Nolan seems to deserve congratulations for declining to include even a token American, for decades a pre-requisite for securing a US audience for a British war movie.  Indeed, this imperative so intimidated many British directors and their screenplay-writers that gallant American characters were often depicted showing the stupid English how battles should be fought.

This latest epic represents little worse a version of history than did The Longest Day, A Bridge Too Far or The Guns of Navarone.  Some of us are grateful that so many schoolchildren are going to see it, because they will at least discover that in 1940 there were beaches; the rescue of an army; sacrifice and considerable fortitude by their forefathers.  Britain’s grown-ups, however, should have been forcibly denied entrance to cinemas, at this moment when we are threatened with embarkation upon one of the most self-indulgent, wilfully foolish acts of self-harm in the nation’s history.
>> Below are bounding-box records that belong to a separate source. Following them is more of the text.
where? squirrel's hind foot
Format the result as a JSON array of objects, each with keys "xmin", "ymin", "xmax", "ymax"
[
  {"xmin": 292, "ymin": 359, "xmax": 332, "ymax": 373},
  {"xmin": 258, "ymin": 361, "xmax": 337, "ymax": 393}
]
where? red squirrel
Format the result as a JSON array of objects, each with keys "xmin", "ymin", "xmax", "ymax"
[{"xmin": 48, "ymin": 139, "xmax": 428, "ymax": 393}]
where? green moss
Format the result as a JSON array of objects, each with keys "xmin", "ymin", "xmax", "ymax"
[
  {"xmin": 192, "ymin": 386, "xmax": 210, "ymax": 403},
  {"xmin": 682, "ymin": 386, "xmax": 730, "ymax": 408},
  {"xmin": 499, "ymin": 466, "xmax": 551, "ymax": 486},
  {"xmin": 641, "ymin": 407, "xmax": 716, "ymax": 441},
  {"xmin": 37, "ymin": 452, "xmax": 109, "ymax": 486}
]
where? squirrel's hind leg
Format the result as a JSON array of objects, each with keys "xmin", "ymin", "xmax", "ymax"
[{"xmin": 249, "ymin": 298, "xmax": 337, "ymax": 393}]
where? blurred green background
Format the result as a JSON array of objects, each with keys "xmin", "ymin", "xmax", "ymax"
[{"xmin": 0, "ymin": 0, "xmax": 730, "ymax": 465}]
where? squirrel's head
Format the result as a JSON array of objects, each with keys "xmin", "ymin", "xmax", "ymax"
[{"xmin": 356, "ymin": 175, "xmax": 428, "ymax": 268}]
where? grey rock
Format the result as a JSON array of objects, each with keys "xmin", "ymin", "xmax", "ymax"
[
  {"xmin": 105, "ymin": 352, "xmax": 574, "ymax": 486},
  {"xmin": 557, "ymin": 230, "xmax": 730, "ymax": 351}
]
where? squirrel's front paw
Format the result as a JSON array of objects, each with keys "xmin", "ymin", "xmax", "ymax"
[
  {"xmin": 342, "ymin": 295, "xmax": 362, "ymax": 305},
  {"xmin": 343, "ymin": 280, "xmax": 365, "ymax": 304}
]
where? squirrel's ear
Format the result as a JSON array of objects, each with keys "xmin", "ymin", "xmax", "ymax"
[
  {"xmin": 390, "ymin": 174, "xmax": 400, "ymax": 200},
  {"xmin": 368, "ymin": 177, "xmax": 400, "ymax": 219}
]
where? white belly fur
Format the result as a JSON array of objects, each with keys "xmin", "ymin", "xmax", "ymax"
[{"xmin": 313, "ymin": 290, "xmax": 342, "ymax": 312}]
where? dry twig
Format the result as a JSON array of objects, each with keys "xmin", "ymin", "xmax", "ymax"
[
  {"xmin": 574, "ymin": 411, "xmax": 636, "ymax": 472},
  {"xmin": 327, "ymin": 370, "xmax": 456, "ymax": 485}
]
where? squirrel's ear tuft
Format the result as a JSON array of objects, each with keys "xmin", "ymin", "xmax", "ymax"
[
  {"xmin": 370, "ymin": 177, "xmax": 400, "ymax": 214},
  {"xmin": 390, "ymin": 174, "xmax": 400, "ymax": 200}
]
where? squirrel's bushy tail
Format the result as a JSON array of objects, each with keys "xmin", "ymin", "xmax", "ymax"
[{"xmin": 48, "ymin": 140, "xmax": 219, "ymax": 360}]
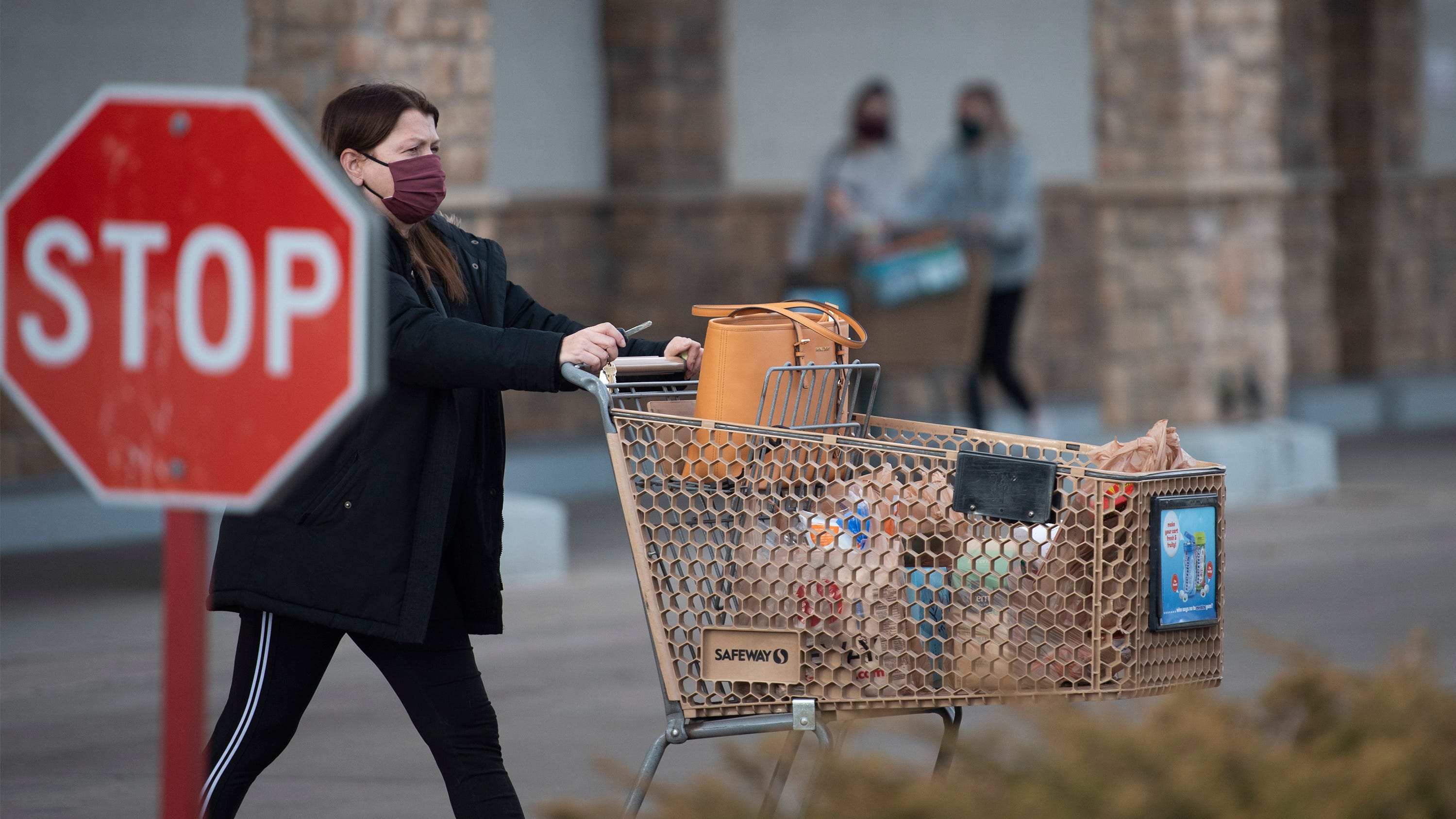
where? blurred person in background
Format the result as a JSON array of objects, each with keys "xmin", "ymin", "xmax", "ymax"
[
  {"xmin": 202, "ymin": 83, "xmax": 702, "ymax": 819},
  {"xmin": 789, "ymin": 80, "xmax": 910, "ymax": 270},
  {"xmin": 907, "ymin": 82, "xmax": 1054, "ymax": 436}
]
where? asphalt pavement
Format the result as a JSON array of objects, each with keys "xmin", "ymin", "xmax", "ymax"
[{"xmin": 0, "ymin": 431, "xmax": 1456, "ymax": 819}]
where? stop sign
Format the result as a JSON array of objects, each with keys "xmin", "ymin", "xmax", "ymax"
[{"xmin": 0, "ymin": 86, "xmax": 380, "ymax": 511}]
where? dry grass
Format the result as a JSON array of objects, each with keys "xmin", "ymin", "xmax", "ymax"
[{"xmin": 546, "ymin": 637, "xmax": 1456, "ymax": 819}]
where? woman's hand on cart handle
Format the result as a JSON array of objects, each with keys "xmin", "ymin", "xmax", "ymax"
[
  {"xmin": 663, "ymin": 336, "xmax": 703, "ymax": 381},
  {"xmin": 556, "ymin": 321, "xmax": 628, "ymax": 372}
]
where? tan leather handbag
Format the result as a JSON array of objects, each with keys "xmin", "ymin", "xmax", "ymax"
[
  {"xmin": 693, "ymin": 301, "xmax": 866, "ymax": 423},
  {"xmin": 682, "ymin": 301, "xmax": 865, "ymax": 479}
]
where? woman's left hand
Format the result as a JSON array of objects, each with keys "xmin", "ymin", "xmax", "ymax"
[{"xmin": 663, "ymin": 336, "xmax": 703, "ymax": 381}]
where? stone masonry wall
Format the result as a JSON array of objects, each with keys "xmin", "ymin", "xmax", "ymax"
[
  {"xmin": 248, "ymin": 0, "xmax": 491, "ymax": 189},
  {"xmin": 1092, "ymin": 0, "xmax": 1289, "ymax": 426}
]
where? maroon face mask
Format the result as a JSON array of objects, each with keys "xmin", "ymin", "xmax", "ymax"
[{"xmin": 364, "ymin": 154, "xmax": 446, "ymax": 224}]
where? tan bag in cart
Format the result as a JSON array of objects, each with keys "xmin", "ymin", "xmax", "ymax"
[
  {"xmin": 685, "ymin": 301, "xmax": 865, "ymax": 479},
  {"xmin": 693, "ymin": 301, "xmax": 866, "ymax": 423}
]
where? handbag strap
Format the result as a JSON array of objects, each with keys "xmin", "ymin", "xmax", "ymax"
[{"xmin": 693, "ymin": 298, "xmax": 869, "ymax": 349}]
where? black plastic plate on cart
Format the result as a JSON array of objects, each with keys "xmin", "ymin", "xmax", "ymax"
[{"xmin": 951, "ymin": 451, "xmax": 1057, "ymax": 524}]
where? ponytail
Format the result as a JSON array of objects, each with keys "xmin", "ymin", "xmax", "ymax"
[{"xmin": 409, "ymin": 219, "xmax": 465, "ymax": 304}]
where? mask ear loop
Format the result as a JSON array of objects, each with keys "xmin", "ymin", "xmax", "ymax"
[{"xmin": 360, "ymin": 153, "xmax": 389, "ymax": 201}]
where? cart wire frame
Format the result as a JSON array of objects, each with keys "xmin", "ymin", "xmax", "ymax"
[{"xmin": 562, "ymin": 362, "xmax": 1226, "ymax": 818}]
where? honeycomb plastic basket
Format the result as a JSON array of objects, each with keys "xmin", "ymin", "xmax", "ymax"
[{"xmin": 607, "ymin": 401, "xmax": 1224, "ymax": 719}]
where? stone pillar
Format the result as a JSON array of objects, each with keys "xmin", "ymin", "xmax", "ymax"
[
  {"xmin": 248, "ymin": 0, "xmax": 491, "ymax": 187},
  {"xmin": 1089, "ymin": 0, "xmax": 1289, "ymax": 428},
  {"xmin": 1280, "ymin": 0, "xmax": 1339, "ymax": 383},
  {"xmin": 1326, "ymin": 0, "xmax": 1431, "ymax": 377},
  {"xmin": 602, "ymin": 0, "xmax": 724, "ymax": 191},
  {"xmin": 602, "ymin": 0, "xmax": 738, "ymax": 336}
]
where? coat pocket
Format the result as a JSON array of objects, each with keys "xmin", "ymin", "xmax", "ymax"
[{"xmin": 297, "ymin": 452, "xmax": 363, "ymax": 525}]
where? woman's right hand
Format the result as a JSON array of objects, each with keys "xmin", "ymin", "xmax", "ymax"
[{"xmin": 556, "ymin": 321, "xmax": 628, "ymax": 372}]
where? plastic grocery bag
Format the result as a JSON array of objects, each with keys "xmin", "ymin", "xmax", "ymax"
[{"xmin": 1088, "ymin": 419, "xmax": 1198, "ymax": 473}]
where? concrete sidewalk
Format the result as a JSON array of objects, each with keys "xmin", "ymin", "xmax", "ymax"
[{"xmin": 0, "ymin": 431, "xmax": 1456, "ymax": 819}]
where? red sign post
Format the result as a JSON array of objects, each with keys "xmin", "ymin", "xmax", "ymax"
[{"xmin": 0, "ymin": 86, "xmax": 382, "ymax": 818}]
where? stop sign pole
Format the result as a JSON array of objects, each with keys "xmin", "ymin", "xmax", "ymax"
[{"xmin": 0, "ymin": 86, "xmax": 385, "ymax": 819}]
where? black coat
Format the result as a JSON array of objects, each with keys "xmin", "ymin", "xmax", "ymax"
[{"xmin": 208, "ymin": 217, "xmax": 666, "ymax": 641}]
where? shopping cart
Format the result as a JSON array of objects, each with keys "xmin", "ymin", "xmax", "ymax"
[{"xmin": 562, "ymin": 358, "xmax": 1224, "ymax": 818}]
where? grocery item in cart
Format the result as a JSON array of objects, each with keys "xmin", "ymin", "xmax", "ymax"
[{"xmin": 1088, "ymin": 418, "xmax": 1198, "ymax": 473}]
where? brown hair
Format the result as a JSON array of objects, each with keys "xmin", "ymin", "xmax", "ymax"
[
  {"xmin": 849, "ymin": 77, "xmax": 895, "ymax": 143},
  {"xmin": 323, "ymin": 83, "xmax": 465, "ymax": 304},
  {"xmin": 955, "ymin": 80, "xmax": 1012, "ymax": 140}
]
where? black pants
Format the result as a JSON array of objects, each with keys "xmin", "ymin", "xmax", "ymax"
[
  {"xmin": 202, "ymin": 596, "xmax": 523, "ymax": 819},
  {"xmin": 965, "ymin": 288, "xmax": 1031, "ymax": 429}
]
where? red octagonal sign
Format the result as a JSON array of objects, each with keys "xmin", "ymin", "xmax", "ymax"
[{"xmin": 0, "ymin": 86, "xmax": 380, "ymax": 511}]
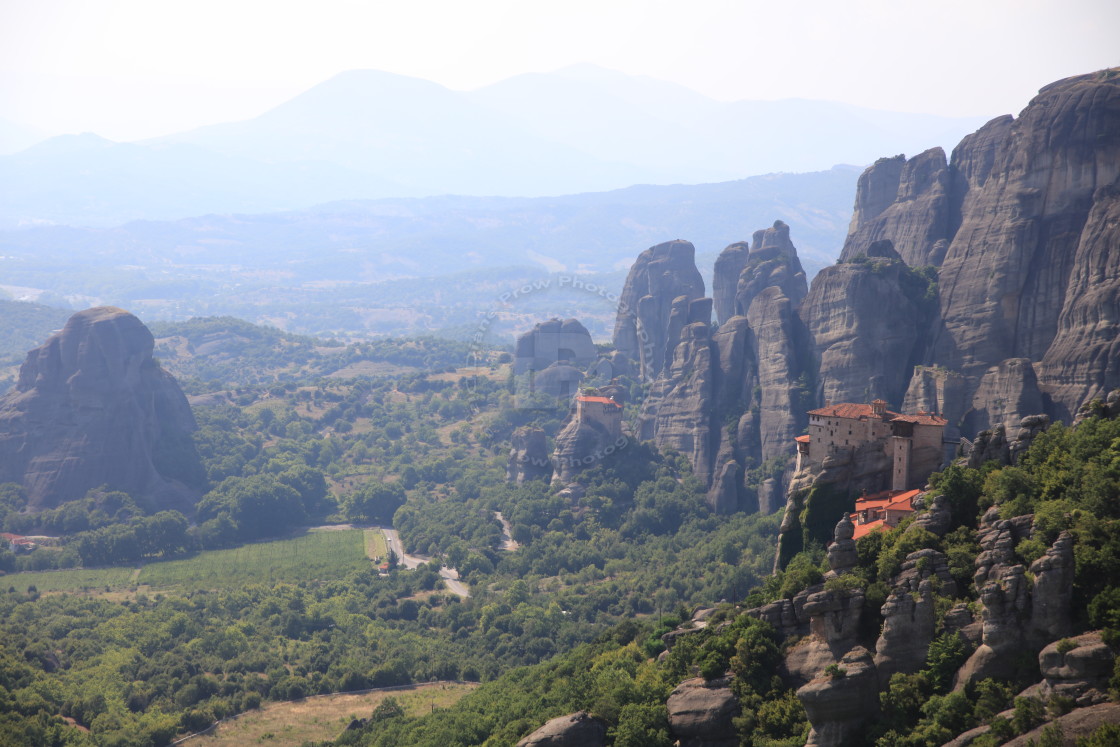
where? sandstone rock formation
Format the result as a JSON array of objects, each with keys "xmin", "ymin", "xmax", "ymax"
[
  {"xmin": 842, "ymin": 69, "xmax": 1120, "ymax": 436},
  {"xmin": 711, "ymin": 241, "xmax": 750, "ymax": 325},
  {"xmin": 614, "ymin": 240, "xmax": 704, "ymax": 382},
  {"xmin": 801, "ymin": 241, "xmax": 935, "ymax": 403},
  {"xmin": 875, "ymin": 579, "xmax": 937, "ymax": 688},
  {"xmin": 791, "ymin": 69, "xmax": 1120, "ymax": 544},
  {"xmin": 636, "ymin": 221, "xmax": 806, "ymax": 513},
  {"xmin": 517, "ymin": 711, "xmax": 607, "ymax": 747},
  {"xmin": 840, "ymin": 148, "xmax": 952, "ymax": 268},
  {"xmin": 0, "ymin": 307, "xmax": 205, "ymax": 513},
  {"xmin": 552, "ymin": 395, "xmax": 629, "ymax": 484},
  {"xmin": 513, "ymin": 319, "xmax": 598, "ymax": 407},
  {"xmin": 956, "ymin": 517, "xmax": 1073, "ymax": 687},
  {"xmin": 1038, "ymin": 631, "xmax": 1116, "ymax": 708},
  {"xmin": 513, "ymin": 319, "xmax": 598, "ymax": 376},
  {"xmin": 797, "ymin": 646, "xmax": 879, "ymax": 747},
  {"xmin": 730, "ymin": 221, "xmax": 809, "ymax": 317},
  {"xmin": 665, "ymin": 678, "xmax": 739, "ymax": 747},
  {"xmin": 505, "ymin": 426, "xmax": 552, "ymax": 485}
]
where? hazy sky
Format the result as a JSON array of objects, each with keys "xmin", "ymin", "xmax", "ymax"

For all the charm of Michael Korda’s personal reminiscence of 1939-40, he is on much less sure ground in his narrative of the big events, partly because he is obviously a romantic, and partly because he relies heavily on elderly sources, including the British official history of the campaign in France, much of which is tosh.   He is surely right, however, to conclude his book by comparing the emotions of the modern Brexiters with those of June 1940: ‘there was a national feeling of relief at leaving the Continent and withdrawing behind the White Cliffs of Dover’.

After Brexit takes place I fear that this time around, we shall be unable to rely upon the Russians to stage a grand diversion in the East, to spare us from the hideous economic, social, cultural and political consequences of attempting to fight on alone, without the impeccable justification that Hitler has forced such a course upon us.